The idea with negative camber is to make up for the suspension flex, so that it ends up being flat in turns. So the theoretical optimal amount of negative camber is dependent on the amount of grip (tires, conditions, etc). More grip, more neg camber. But if you don't use it all, the wheel doesn't get flat and you're riding on just the insides through the turn too- rather than distributing load across a flat tire. Negative 3 is a lot of negative camber for a street tire, but on the Kumhos and with all that aero, it's got tons of grip for that camber

FYI: On properly setup and driven race cars, insides wear the fastest anyway. You're always either wearing evenly (in a turn) or wearing the inside fastest (when in a straight line, especially coming out of turns and hard braking). But 2 sessions is very fast.

Maybe it's a tire pressure issue. What are temps across the tire?

Also, camber dictates what part of the tire will wear fastest. Toe is how fast it will wear. The more toe, the more the tires are "scrubbing" rather than rolling.
I thought about that too, that the aggressive negative camber will only put the contact patch flat if you're driving it hard enough, but I'm starting to think there's something about the chassis rigidity, shock stiffness, and double wishbone suspension that makes the viper not really roll over that much.
I'm not sure though, I'm still fairly new to all this!

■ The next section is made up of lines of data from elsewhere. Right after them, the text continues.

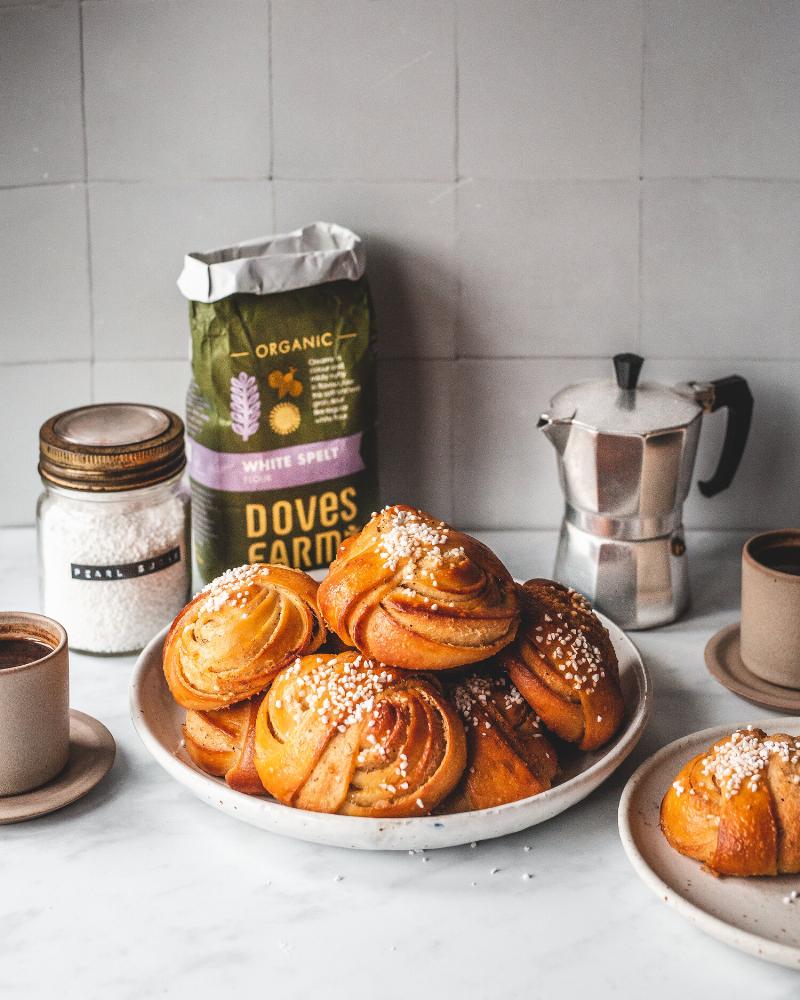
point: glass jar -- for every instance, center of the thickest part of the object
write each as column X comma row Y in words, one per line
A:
column 113, row 524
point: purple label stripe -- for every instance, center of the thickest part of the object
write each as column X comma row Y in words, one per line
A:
column 275, row 470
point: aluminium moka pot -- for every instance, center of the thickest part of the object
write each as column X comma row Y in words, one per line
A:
column 626, row 453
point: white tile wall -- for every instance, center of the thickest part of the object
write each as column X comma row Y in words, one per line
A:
column 363, row 90
column 548, row 268
column 177, row 88
column 720, row 88
column 140, row 233
column 30, row 394
column 720, row 268
column 549, row 89
column 40, row 83
column 44, row 274
column 539, row 184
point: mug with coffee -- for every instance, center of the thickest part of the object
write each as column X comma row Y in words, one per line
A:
column 770, row 629
column 34, row 701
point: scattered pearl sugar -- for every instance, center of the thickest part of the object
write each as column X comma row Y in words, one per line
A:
column 115, row 615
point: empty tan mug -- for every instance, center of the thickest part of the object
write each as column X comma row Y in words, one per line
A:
column 770, row 631
column 34, row 701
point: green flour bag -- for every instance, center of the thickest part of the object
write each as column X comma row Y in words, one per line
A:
column 281, row 408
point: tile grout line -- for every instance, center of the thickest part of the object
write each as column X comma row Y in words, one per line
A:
column 257, row 179
column 87, row 208
column 452, row 387
column 271, row 116
column 640, row 188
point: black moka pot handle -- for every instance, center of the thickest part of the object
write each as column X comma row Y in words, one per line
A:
column 732, row 393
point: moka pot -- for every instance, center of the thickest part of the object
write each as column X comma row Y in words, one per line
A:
column 626, row 453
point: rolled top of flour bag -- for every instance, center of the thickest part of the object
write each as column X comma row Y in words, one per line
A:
column 281, row 407
column 312, row 255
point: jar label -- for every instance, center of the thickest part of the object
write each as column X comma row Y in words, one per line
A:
column 127, row 571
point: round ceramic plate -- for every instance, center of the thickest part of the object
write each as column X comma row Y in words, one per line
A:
column 748, row 913
column 91, row 754
column 158, row 721
column 724, row 662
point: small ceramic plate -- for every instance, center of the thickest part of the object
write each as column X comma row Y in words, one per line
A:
column 748, row 913
column 724, row 662
column 158, row 721
column 91, row 754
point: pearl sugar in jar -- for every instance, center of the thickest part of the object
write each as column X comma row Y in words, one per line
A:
column 113, row 524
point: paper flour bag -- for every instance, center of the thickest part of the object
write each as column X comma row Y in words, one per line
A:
column 281, row 408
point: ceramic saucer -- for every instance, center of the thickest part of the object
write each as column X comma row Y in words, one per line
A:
column 91, row 754
column 724, row 662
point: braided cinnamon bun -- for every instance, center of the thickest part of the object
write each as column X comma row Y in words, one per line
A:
column 222, row 743
column 736, row 807
column 508, row 755
column 231, row 640
column 341, row 734
column 411, row 591
column 565, row 666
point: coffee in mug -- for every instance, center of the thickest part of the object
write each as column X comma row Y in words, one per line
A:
column 770, row 629
column 34, row 701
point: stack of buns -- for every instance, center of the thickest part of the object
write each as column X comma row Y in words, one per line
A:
column 417, row 678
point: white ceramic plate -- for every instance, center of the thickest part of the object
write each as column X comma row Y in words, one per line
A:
column 747, row 913
column 158, row 721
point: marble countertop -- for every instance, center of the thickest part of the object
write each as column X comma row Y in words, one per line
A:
column 140, row 890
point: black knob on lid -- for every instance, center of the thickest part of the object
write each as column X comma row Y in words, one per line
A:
column 627, row 368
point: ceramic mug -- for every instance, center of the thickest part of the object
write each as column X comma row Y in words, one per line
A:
column 34, row 701
column 770, row 630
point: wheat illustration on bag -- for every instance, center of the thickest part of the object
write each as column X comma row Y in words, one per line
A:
column 245, row 405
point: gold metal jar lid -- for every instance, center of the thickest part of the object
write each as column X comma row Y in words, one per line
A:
column 111, row 447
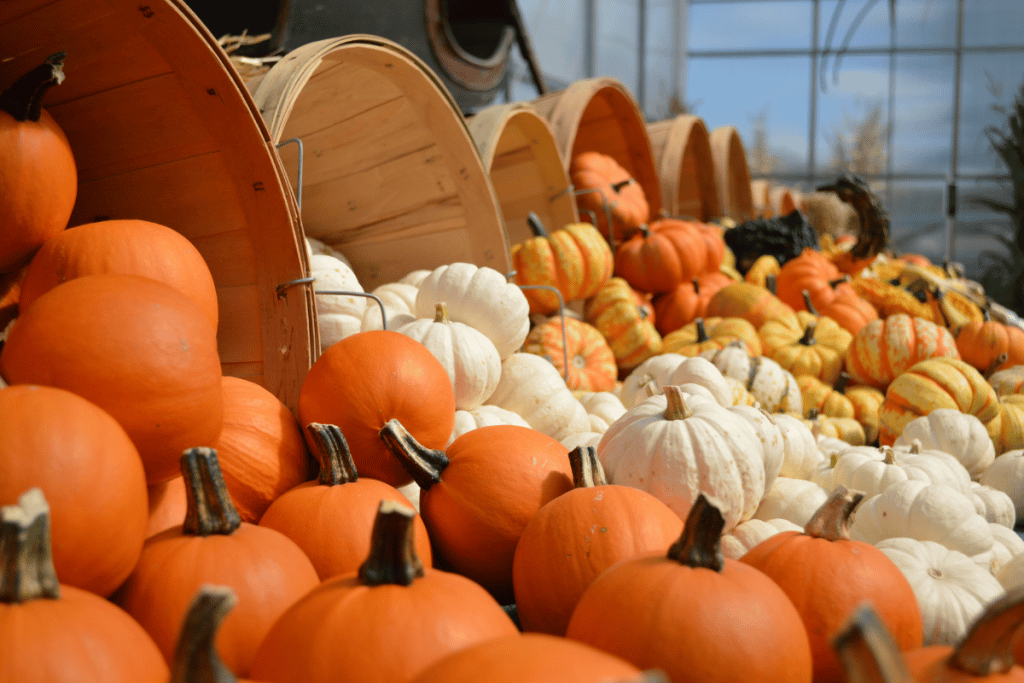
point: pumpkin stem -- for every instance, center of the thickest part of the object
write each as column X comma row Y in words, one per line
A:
column 210, row 509
column 987, row 647
column 700, row 543
column 331, row 449
column 196, row 657
column 24, row 99
column 808, row 338
column 677, row 408
column 701, row 331
column 992, row 367
column 392, row 558
column 587, row 470
column 440, row 312
column 537, row 225
column 807, row 302
column 866, row 649
column 425, row 465
column 832, row 520
column 26, row 555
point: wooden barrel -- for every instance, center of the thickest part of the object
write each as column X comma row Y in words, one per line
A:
column 521, row 158
column 163, row 129
column 732, row 175
column 391, row 177
column 682, row 151
column 601, row 115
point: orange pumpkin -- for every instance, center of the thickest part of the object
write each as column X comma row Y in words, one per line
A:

You can judge if I'm going fast enough for this camber or not in this video from yesterday. A high level AM driver could probably quite easily extract a 1:43 out of this car at this track. Maybe down to a 1:40 if they're really haulin the milk. This was my first real track day with the car and there is much more performance left on the table. I think Turn 6 (the long left sweeper at about 70ish MPH) is what's killing the passenger front inside tire.